Even in its native Czech Republic — sharing co-production honors here with Italy and Slovakia — Vrchlický’s poem “The Little Crusader of Svojanov” is not a broadly-known standard. The poem concerns itself with the Children’s Crusade, a heavily questioned, myth-muddled chapter of history in which armies of European Christian youths were said to be at the forefront of a drive to expel or convert Muslims in the Holy Land. Kadrnka’s interpretation (co-written with Vojtěch Mašek and Jiří Soukup) avoids this apocryphal minefield by stripping the historical context down to a simple, idealized destination: When, at the film’s outset, golden-haired pre-teen Jenik (Matouš John) leaves home in search of the Holy Land, it has the air of a fairytale quest.
A junior-size sword in his belt isn’t enough to prevent the doughty youngster from losing his way in the tanned, dry landscape, after Jan Baset Střítežský’s camera calmly watches him disappear past the horizon in one of the film’s many elegantly studied, patiently held long shots. The film’s perspective thereafter aligns with that of Jenik’s father Bořek (Czech veteran and sometime Hollywood bit player Karel Roden), a venerable knight who swiftly gives chase, but can never seem to catch up with his son. Time and geography turn elastic as Bořek loses his bearings and his focus, sinking into despair until he in turn becomes the rescue project of a strapping younger fighter (Aleš Bilík).

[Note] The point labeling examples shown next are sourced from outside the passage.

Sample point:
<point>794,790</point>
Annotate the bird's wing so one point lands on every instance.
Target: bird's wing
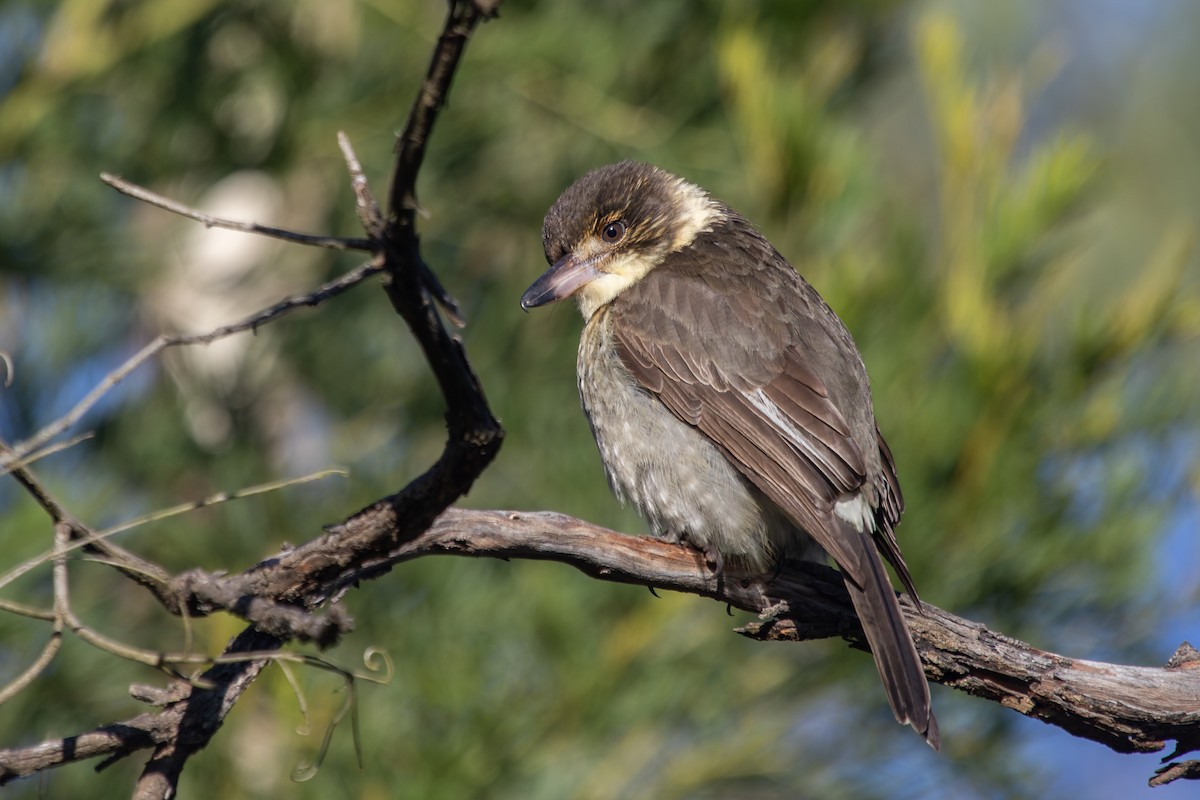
<point>744,377</point>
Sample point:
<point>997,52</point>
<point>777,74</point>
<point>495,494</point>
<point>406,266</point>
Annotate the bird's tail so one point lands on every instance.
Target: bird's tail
<point>887,633</point>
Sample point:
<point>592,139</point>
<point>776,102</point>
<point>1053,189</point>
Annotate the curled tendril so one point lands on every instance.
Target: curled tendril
<point>377,661</point>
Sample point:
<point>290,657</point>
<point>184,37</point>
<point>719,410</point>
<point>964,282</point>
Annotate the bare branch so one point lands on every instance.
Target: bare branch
<point>153,198</point>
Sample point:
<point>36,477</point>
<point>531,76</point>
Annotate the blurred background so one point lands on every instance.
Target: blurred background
<point>1000,199</point>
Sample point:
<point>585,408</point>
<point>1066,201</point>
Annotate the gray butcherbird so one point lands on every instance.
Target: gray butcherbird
<point>729,402</point>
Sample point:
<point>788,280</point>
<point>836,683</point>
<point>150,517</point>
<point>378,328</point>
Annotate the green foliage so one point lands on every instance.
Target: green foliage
<point>1031,337</point>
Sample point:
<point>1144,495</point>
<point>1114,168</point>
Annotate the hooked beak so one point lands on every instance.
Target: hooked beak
<point>564,278</point>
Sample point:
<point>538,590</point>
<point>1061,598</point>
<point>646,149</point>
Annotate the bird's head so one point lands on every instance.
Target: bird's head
<point>611,228</point>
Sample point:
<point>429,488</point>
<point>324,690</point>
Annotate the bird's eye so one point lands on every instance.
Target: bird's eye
<point>613,232</point>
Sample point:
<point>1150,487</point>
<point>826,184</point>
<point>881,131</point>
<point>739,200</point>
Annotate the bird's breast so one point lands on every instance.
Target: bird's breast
<point>676,477</point>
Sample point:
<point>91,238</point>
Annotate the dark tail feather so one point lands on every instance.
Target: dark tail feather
<point>887,633</point>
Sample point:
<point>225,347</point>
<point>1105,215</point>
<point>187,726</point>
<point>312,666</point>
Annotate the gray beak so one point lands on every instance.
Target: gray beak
<point>564,278</point>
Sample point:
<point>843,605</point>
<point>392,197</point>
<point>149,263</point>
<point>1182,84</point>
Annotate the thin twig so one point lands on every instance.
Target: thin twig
<point>367,208</point>
<point>153,198</point>
<point>48,451</point>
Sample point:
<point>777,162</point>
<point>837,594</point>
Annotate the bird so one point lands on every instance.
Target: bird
<point>729,402</point>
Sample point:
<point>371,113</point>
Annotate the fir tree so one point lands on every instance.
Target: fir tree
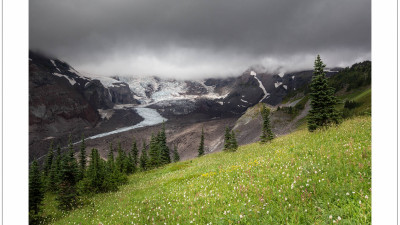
<point>201,146</point>
<point>227,139</point>
<point>120,160</point>
<point>36,192</point>
<point>165,157</point>
<point>154,152</point>
<point>67,192</point>
<point>144,158</point>
<point>233,143</point>
<point>322,112</point>
<point>266,133</point>
<point>49,161</point>
<point>82,159</point>
<point>135,153</point>
<point>176,154</point>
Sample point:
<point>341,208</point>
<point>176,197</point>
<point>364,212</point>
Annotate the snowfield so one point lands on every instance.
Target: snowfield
<point>266,94</point>
<point>151,117</point>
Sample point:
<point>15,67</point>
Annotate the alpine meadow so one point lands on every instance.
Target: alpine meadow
<point>196,112</point>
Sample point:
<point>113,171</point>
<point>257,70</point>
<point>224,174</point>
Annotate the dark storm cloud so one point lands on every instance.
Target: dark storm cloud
<point>185,38</point>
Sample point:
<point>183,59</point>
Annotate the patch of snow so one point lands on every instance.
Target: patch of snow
<point>71,81</point>
<point>105,113</point>
<point>54,64</point>
<point>266,94</point>
<point>277,84</point>
<point>151,117</point>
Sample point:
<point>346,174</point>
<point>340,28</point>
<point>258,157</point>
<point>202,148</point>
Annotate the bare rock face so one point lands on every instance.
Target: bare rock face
<point>122,94</point>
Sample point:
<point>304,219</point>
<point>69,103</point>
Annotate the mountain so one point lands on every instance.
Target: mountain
<point>63,102</point>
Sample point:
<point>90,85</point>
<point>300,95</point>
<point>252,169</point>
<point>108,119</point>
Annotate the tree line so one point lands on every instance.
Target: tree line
<point>69,178</point>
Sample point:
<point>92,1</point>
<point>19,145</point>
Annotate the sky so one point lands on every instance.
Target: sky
<point>190,39</point>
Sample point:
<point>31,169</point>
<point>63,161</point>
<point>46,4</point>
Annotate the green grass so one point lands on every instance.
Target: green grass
<point>361,96</point>
<point>301,178</point>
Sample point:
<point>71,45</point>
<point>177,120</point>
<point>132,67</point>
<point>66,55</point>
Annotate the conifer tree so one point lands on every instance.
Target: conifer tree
<point>120,160</point>
<point>201,146</point>
<point>266,133</point>
<point>49,161</point>
<point>36,191</point>
<point>176,154</point>
<point>233,142</point>
<point>227,139</point>
<point>322,112</point>
<point>144,158</point>
<point>67,192</point>
<point>154,152</point>
<point>135,153</point>
<point>82,159</point>
<point>130,166</point>
<point>165,157</point>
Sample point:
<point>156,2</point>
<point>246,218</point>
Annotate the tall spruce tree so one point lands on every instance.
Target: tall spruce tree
<point>176,154</point>
<point>82,159</point>
<point>201,146</point>
<point>227,141</point>
<point>144,161</point>
<point>322,112</point>
<point>67,191</point>
<point>135,153</point>
<point>165,157</point>
<point>120,160</point>
<point>49,161</point>
<point>233,143</point>
<point>36,191</point>
<point>266,133</point>
<point>154,152</point>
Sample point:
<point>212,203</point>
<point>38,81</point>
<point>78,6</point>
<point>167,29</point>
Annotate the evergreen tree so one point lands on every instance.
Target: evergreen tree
<point>322,112</point>
<point>154,152</point>
<point>67,192</point>
<point>110,158</point>
<point>201,146</point>
<point>130,166</point>
<point>165,157</point>
<point>227,141</point>
<point>54,174</point>
<point>49,161</point>
<point>266,133</point>
<point>36,191</point>
<point>233,143</point>
<point>82,159</point>
<point>120,161</point>
<point>135,153</point>
<point>144,158</point>
<point>176,154</point>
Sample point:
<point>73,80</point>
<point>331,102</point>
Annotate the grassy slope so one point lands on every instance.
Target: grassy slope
<point>300,178</point>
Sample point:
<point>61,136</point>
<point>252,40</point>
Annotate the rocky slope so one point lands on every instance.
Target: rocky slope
<point>63,101</point>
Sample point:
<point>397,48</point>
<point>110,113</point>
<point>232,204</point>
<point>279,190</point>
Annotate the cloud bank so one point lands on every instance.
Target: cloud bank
<point>188,39</point>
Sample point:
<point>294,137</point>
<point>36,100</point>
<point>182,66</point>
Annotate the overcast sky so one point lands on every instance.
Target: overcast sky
<point>200,38</point>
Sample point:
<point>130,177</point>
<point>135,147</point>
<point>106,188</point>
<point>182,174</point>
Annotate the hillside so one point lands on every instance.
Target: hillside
<point>303,177</point>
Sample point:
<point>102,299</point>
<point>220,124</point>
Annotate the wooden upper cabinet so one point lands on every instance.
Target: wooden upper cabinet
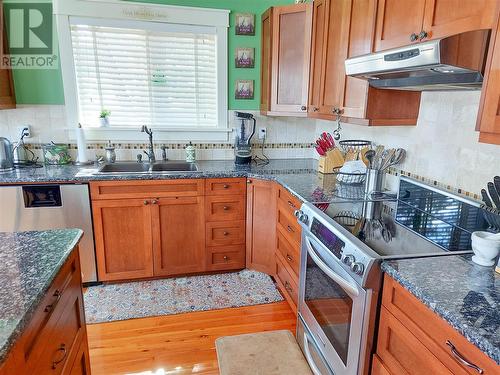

“Little Crusader” might be read as an allegory for the parental life cycle: the way time and age diminish a guardian’s authority and protective capacity until they’re the ones in need of care. Even at this level, however, the film remains a defiantly remote, cryptic achievement, its emotions as constrained as its rigorous visual framing. Střítežský’s robust lensing, soft in palette but unyielding in composition, effectively uses the limitations of its aspect ratio to suggest Bořek’s intensifying tunnel vision, as he is persistently taunted in his search by what lies just out of view. Irena Havlová and Vojtěch Havel’s keening string score, meanwhile, provides this film of few words with a running lament.